Objective: This study aims to explore the early prediction of physical activity patterns in older patients rehabilitating after hip fracture surgery at a skilled nursing home.
Methods: The physical activity of patients aged ≥70 years with surgically treated hip fracture was continuously monitored using an accelerometer during rehabilitation at a skilled nursing home. Physical activity patterns were described in our previous study, and the 2 most common patterns were used in this study for pattern prediction: the upward linear pattern (n=15) and the S-shape pattern (n=23). Features from the intensity of physical activity were calculated for time windows with different window sizes of the first 5, 6, 7, and 8 days to assess the early rehabilitation moment in which the patterns could be predicted most accurately. Those features were statistical features, amplitude features, and morphological features. Furthermore, the Barthel Index, Fracture Mobility Score, Functional Ambulation Categories, and the Montreal Cognitive Assessment score were used as clinical features. With the correlation-based feature selection method, relevant features were selected that were highly correlated with the physical activity patterns and uncorrelated with other features. Multiple classifiers were used: decision trees, discriminant analysis, logistic regression, support vector machines, nearest neighbors, and ensemble classifiers. The performance of the prediction models was assessed by calculating precision, recall, and F1-score (accuracy measure) for each individual physical activity pattern. Furthermore, the overall performance of the prediction model was calculated by calculating the F1-score for all physical activity patterns together.

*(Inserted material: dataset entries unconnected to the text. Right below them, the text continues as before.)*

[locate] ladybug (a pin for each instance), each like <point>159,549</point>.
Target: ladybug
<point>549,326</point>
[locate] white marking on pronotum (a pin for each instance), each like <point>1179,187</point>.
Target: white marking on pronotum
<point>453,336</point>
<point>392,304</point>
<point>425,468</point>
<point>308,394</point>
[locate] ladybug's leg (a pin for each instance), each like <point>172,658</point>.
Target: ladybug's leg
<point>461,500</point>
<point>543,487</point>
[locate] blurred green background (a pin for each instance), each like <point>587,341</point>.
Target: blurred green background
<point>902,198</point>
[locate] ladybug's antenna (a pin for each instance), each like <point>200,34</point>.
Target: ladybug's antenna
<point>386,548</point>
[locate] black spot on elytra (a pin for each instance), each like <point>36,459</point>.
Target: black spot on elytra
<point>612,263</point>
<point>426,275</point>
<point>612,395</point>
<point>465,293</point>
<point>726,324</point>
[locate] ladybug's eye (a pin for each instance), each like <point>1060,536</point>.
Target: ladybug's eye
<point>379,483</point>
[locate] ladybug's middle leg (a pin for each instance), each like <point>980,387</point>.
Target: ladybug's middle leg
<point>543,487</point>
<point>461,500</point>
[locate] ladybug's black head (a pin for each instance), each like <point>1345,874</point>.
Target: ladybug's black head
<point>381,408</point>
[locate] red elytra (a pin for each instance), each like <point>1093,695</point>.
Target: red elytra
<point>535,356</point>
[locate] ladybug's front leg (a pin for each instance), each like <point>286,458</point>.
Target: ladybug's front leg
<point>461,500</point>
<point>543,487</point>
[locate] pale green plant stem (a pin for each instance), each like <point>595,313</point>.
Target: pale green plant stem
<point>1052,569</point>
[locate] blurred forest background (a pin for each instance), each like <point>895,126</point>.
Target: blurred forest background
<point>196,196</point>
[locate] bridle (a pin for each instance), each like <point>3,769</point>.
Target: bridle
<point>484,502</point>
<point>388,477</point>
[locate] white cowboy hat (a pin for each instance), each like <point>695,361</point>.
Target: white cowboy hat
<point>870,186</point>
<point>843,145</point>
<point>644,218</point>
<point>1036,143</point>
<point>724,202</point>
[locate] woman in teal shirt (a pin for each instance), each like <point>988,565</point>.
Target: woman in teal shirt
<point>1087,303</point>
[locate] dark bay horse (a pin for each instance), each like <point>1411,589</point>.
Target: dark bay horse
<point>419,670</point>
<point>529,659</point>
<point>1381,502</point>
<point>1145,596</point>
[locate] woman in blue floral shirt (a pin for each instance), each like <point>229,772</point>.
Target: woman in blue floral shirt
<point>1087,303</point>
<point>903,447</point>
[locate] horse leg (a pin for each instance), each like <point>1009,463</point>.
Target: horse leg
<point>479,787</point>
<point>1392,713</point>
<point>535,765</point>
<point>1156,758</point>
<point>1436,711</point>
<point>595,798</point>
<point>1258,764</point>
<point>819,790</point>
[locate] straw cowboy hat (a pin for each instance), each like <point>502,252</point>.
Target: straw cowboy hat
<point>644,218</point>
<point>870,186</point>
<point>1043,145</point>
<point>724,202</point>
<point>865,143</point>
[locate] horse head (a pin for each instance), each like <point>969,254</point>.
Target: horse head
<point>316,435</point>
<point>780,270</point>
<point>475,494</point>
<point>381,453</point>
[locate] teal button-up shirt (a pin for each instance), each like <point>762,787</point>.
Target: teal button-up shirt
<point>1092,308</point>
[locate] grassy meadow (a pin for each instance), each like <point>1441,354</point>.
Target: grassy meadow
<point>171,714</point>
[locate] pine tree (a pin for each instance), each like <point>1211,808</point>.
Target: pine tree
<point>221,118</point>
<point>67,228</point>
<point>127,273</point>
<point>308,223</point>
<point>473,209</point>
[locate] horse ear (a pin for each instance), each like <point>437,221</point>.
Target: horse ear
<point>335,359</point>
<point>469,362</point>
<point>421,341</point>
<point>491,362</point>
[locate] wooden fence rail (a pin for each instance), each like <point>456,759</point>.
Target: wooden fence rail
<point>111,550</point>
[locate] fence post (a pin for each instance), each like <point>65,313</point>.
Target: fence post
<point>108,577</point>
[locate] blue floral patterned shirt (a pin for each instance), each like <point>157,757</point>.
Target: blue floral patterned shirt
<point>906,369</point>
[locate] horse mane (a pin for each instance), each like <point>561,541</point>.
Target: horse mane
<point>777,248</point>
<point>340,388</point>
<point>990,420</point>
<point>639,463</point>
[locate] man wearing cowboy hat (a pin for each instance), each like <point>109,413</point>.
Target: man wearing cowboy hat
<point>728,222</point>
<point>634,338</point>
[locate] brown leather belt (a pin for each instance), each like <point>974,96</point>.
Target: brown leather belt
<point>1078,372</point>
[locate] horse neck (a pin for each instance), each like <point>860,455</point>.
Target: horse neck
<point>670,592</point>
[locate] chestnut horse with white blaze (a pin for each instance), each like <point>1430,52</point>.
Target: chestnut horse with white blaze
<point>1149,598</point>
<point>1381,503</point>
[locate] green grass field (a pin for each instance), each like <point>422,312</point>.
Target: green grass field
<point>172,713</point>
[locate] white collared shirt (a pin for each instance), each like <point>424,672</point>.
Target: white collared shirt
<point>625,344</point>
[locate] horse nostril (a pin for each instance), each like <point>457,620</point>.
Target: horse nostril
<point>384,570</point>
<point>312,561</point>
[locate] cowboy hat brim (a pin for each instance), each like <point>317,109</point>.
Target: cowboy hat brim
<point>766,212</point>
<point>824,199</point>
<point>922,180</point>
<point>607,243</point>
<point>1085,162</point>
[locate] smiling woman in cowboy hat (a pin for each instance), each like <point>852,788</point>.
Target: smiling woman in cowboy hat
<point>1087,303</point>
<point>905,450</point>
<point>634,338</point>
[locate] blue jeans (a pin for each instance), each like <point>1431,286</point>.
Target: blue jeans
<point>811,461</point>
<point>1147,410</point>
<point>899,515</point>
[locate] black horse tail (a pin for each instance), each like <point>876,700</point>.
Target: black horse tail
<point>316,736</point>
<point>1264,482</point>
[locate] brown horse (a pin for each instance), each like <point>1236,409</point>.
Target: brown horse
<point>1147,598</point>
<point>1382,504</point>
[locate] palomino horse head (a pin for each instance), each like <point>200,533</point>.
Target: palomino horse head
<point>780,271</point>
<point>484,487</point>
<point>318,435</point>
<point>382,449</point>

Results: The amplitude feature describing the overall intensity of physical activity on the first day of rehabilitation and the morphological features describing the shape of the patterns were selected as relevant features for all time windows. Relevant features extracted from the first 7 days with a cosine k-nearest neighbor model reached the highest overall prediction performance (micro F1-score=1) and a 100% correct classification of the 2 most common physical activity patterns.
Conclusions: Continuous monitoring of the physical activity of older patients in the first week of hip fracture rehabilitation results in an early physical activity pattern prediction. In the future, continuous physical activity monitoring can offer the possibility to predict the duration of rehabilitation stay, assess the recovery progress during hip fracture rehabilitation, and benefit health care organizations, health care professionals, and patients themselves.